3
votes

I'm in a position where we're reading from our Azure Data Lake using external tables in Azure Data Warehouse.

This enables us to read from the data lake, using well known SQL.

However, another option is using Data Lake Analytics, or some variation of HDInsight.

Performance wise, I'm not seeing much difference. I assume Data Warehouse is running some form of distributed query in the background, converting to U-SQL(?), and so why would we use Data Lake Analytics with the slightly different syntax of U-SQL?

With python script also available in SQL, I feel I'm missing a key purpose of Data Lake Analytics, other than the cost (pay per batch job, rather than constant up time of a database).

2

2 Answers

5
votes

If your main purpose is to query data stored in the Azure Data Warehouse (ADW) then there is not real benefit to using Azure Data Lake Analytics (ADLA). But as soon as you have other (un)structured data stored in ADLS, like json documents or csv files for example, the benefit of ADLA becomes clear as U-Sql allows you to join your relational data stored in ADW with the (un)structured / nosql data stored in ADLS.

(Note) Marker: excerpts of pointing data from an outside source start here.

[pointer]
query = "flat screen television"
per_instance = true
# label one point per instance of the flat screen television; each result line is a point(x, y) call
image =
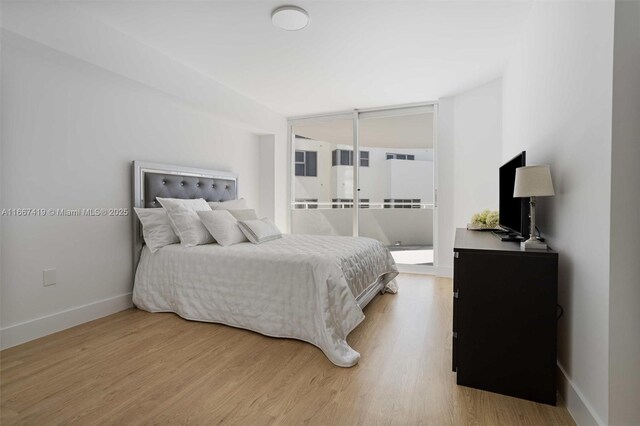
point(514, 212)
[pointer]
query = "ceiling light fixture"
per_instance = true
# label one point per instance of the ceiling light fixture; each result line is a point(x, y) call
point(290, 18)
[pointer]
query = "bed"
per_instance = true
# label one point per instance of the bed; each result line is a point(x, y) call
point(306, 287)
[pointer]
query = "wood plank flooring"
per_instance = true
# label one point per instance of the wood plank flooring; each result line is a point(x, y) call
point(136, 367)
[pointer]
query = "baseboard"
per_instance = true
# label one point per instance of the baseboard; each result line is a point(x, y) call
point(16, 334)
point(577, 405)
point(416, 269)
point(445, 271)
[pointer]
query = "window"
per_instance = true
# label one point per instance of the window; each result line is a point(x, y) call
point(344, 157)
point(394, 156)
point(306, 163)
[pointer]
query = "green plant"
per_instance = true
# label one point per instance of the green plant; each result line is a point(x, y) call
point(485, 219)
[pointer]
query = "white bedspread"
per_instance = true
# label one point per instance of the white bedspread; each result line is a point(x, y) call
point(301, 286)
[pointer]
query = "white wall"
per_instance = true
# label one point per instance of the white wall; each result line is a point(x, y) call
point(468, 158)
point(557, 106)
point(77, 107)
point(624, 312)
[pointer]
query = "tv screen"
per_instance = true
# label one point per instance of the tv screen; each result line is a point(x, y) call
point(514, 212)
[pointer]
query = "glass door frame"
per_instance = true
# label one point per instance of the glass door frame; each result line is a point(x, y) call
point(355, 115)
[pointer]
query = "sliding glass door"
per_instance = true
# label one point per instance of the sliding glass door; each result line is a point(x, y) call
point(367, 173)
point(322, 189)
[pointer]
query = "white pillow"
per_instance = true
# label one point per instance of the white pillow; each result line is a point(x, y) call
point(260, 231)
point(185, 220)
point(238, 204)
point(156, 228)
point(243, 214)
point(223, 226)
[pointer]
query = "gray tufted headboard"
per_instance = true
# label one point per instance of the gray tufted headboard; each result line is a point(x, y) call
point(152, 180)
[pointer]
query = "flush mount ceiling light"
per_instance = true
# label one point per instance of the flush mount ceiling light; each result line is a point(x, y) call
point(290, 18)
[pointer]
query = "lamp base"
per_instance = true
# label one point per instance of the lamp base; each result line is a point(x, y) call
point(533, 244)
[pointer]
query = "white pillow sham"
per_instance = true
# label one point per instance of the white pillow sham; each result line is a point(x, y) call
point(222, 226)
point(243, 214)
point(260, 231)
point(185, 220)
point(156, 228)
point(239, 204)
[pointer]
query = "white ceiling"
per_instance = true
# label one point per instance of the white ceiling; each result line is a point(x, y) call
point(405, 131)
point(353, 54)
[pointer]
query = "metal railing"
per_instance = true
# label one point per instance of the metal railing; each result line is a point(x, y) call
point(315, 205)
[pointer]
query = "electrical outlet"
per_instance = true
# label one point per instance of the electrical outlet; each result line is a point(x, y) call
point(49, 277)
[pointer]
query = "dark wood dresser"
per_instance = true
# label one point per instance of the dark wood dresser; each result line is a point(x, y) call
point(504, 317)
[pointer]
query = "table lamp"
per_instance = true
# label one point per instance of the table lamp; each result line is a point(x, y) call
point(533, 181)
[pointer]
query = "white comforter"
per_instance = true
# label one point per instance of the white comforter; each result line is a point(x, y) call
point(301, 286)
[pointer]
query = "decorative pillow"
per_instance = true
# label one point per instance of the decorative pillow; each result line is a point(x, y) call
point(156, 228)
point(223, 226)
point(185, 220)
point(238, 204)
point(260, 231)
point(243, 214)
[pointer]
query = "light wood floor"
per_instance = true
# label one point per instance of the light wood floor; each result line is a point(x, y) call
point(136, 367)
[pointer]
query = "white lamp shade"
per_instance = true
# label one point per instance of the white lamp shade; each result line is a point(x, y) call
point(533, 181)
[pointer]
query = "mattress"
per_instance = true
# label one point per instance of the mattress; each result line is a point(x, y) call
point(301, 286)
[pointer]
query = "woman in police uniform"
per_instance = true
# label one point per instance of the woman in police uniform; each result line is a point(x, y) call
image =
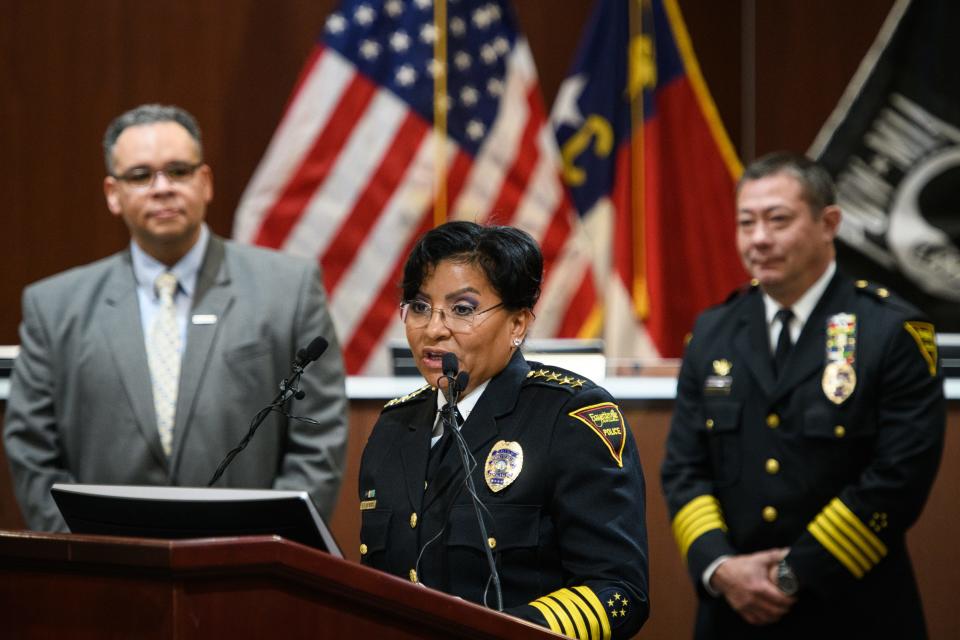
point(553, 461)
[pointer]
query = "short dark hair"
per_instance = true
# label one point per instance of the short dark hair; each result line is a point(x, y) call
point(509, 257)
point(816, 183)
point(148, 114)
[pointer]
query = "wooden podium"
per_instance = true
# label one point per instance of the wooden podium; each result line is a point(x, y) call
point(63, 585)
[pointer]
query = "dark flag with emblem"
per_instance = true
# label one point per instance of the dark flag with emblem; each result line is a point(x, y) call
point(893, 147)
point(651, 172)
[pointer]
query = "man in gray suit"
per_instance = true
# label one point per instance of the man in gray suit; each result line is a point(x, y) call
point(118, 382)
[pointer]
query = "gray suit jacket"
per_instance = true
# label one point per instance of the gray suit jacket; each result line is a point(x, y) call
point(81, 405)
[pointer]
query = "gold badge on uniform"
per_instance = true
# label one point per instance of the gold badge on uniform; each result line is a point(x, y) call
point(504, 463)
point(721, 381)
point(839, 377)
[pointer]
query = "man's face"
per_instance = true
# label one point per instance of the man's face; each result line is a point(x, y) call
point(781, 241)
point(164, 216)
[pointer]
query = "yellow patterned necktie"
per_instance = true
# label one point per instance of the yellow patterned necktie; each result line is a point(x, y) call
point(163, 354)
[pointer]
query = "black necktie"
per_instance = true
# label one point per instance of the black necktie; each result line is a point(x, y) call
point(784, 343)
point(438, 450)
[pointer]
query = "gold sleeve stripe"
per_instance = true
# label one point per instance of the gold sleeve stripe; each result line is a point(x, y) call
point(838, 553)
point(580, 612)
point(872, 557)
point(705, 501)
point(551, 619)
point(697, 517)
point(852, 552)
point(566, 624)
point(868, 536)
point(587, 594)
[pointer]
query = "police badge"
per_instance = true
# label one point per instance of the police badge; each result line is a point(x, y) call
point(503, 465)
point(839, 376)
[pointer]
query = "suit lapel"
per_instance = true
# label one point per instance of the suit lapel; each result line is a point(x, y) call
point(213, 296)
point(752, 343)
point(123, 335)
point(809, 354)
point(416, 447)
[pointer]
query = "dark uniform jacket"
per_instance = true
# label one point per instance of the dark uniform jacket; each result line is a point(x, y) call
point(755, 462)
point(566, 528)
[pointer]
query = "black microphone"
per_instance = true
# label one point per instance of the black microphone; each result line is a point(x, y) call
point(289, 388)
point(311, 352)
point(456, 383)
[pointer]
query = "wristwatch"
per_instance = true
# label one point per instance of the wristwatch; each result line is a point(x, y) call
point(787, 579)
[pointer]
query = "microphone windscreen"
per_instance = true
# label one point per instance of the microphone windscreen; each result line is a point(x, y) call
point(312, 351)
point(450, 364)
point(463, 379)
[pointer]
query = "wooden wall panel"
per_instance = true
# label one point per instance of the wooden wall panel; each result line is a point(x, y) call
point(932, 541)
point(68, 66)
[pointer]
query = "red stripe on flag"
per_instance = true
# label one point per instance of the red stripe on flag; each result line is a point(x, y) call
point(366, 338)
point(517, 178)
point(369, 332)
point(353, 230)
point(579, 307)
point(286, 212)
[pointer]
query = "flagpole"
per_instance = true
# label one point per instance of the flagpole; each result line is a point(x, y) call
point(440, 111)
point(635, 87)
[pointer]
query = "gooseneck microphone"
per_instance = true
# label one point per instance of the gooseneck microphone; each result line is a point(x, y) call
point(456, 383)
point(289, 388)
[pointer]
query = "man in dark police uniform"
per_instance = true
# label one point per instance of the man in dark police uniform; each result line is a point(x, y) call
point(807, 433)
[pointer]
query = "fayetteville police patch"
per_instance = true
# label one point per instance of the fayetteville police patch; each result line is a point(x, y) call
point(607, 422)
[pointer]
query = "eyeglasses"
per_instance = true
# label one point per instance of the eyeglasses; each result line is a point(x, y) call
point(460, 318)
point(143, 177)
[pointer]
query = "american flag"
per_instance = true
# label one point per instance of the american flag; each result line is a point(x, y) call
point(351, 175)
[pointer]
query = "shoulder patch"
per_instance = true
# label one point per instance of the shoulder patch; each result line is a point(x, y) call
point(408, 397)
point(742, 290)
point(607, 422)
point(926, 338)
point(556, 378)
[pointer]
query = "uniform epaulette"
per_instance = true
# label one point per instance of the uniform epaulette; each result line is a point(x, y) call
point(410, 396)
point(882, 294)
point(742, 290)
point(553, 377)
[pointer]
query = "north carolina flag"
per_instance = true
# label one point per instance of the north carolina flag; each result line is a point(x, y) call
point(409, 113)
point(653, 178)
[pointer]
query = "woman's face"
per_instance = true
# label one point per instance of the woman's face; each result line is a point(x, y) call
point(482, 349)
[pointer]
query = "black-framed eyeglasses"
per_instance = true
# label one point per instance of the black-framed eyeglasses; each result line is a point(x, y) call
point(143, 177)
point(459, 318)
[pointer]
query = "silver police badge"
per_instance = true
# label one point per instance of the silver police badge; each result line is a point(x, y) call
point(503, 465)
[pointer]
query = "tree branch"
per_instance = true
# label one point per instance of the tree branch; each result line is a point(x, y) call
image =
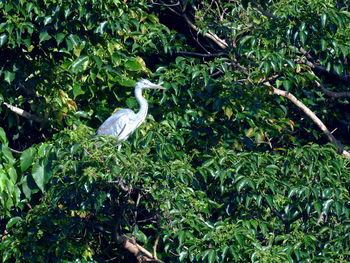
point(142, 254)
point(220, 42)
point(312, 116)
point(23, 113)
point(196, 54)
point(265, 13)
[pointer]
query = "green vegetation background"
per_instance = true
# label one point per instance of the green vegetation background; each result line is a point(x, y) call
point(223, 169)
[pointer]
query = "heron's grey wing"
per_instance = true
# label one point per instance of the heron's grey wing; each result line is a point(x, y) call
point(117, 125)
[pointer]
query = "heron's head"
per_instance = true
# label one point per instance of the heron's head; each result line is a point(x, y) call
point(146, 84)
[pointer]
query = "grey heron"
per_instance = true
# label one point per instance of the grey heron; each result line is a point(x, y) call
point(124, 122)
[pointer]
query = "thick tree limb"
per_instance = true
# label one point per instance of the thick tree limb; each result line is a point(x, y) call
point(312, 116)
point(196, 54)
point(23, 113)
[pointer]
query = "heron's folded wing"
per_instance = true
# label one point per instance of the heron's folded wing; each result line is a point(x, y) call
point(117, 125)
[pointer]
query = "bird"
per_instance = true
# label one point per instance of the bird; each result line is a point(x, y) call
point(125, 121)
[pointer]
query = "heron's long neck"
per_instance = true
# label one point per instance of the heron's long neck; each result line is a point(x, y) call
point(143, 104)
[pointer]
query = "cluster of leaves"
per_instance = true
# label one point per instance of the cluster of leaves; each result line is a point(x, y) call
point(233, 207)
point(58, 57)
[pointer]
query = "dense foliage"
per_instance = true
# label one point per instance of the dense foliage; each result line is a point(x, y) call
point(232, 163)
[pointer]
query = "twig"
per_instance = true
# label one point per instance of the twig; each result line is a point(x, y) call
point(23, 113)
point(196, 54)
point(155, 247)
point(15, 151)
point(312, 116)
point(220, 42)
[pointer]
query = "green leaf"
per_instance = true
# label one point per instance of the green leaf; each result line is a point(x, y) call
point(44, 36)
point(41, 174)
point(241, 184)
point(323, 19)
point(77, 90)
point(212, 256)
point(327, 205)
point(183, 255)
point(302, 37)
point(102, 27)
point(339, 69)
point(59, 38)
point(12, 221)
point(3, 138)
point(27, 158)
point(287, 84)
point(79, 64)
point(323, 44)
point(3, 39)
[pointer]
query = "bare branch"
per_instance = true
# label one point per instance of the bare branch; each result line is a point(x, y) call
point(220, 42)
point(312, 116)
point(142, 254)
point(196, 54)
point(259, 9)
point(23, 113)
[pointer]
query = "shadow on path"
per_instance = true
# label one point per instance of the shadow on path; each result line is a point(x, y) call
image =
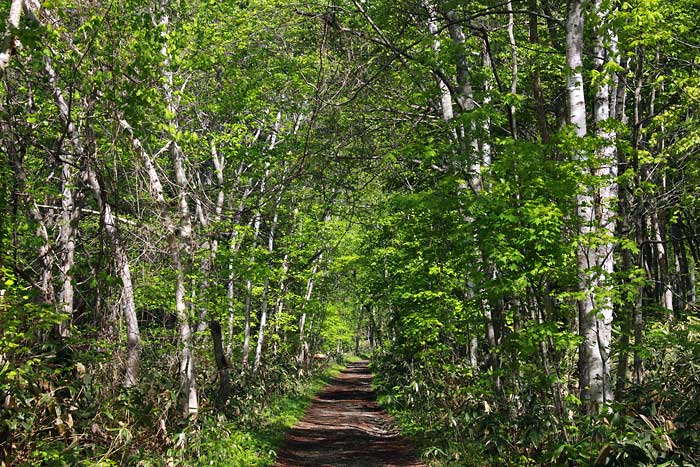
point(344, 427)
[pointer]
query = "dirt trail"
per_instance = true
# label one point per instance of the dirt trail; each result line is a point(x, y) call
point(344, 427)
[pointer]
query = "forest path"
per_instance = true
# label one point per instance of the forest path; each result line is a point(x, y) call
point(344, 427)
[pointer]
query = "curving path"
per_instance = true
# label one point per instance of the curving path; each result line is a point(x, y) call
point(344, 427)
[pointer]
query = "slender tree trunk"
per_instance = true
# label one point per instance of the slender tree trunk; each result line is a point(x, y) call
point(536, 80)
point(445, 96)
point(514, 69)
point(595, 215)
point(69, 212)
point(9, 42)
point(121, 265)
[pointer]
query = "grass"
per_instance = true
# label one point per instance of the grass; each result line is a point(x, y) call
point(224, 443)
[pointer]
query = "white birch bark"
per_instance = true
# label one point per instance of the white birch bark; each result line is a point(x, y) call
point(303, 345)
point(445, 95)
point(514, 67)
point(121, 264)
point(69, 212)
point(595, 263)
point(9, 42)
point(179, 244)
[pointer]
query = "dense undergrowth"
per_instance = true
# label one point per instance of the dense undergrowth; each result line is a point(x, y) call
point(59, 408)
point(450, 411)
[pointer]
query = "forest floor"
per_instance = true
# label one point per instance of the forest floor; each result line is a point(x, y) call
point(344, 427)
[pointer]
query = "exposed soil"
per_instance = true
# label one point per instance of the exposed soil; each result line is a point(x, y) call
point(344, 427)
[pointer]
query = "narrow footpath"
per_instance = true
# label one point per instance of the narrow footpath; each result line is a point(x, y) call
point(344, 427)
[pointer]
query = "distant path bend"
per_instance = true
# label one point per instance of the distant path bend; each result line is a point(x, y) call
point(344, 427)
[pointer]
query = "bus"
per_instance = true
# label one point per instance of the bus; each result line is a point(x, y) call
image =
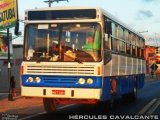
point(156, 64)
point(80, 55)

Also, it enables you to use U-Sql to prepare this other data for direct import in ADW, so Azure Data Factory is not longer required to get the data into you data warehouse. See this blogpost for more information:

A common use case for ADLS and SQL DW is the following. Raw data is ingested into ADLS from a variety of sources. Then ADL Analytics is used to clean and process the data into a loading ready format. From there, the high value data can be imported into Azure SQL DW via PolyBase.

..

You can import data stored in ORC, RC, Parquet, or Delimited Text file formats directly into SQL DW using the Create Table As Select (CTAS) statement over an external table.

3
votes

Please note that the SQL statement in SQL Data Warehouse is currently NOT generating U-SQL behind the scenes. Also, the use cases between ADLA/U-SQL and SDW are different.

ADLA is giving you an processing engine to do batch data preparation/cooking to generate your data to build a data mart/warehouse that you then can read interactively with SQL DW. In your example above, you seem to be mainly doing the second part. Adding "Views" on top on these EXTERNAL tables to do transformations in SQL DW will quickly run into scalability limits if you operating on big data (and not just a few 100k rows).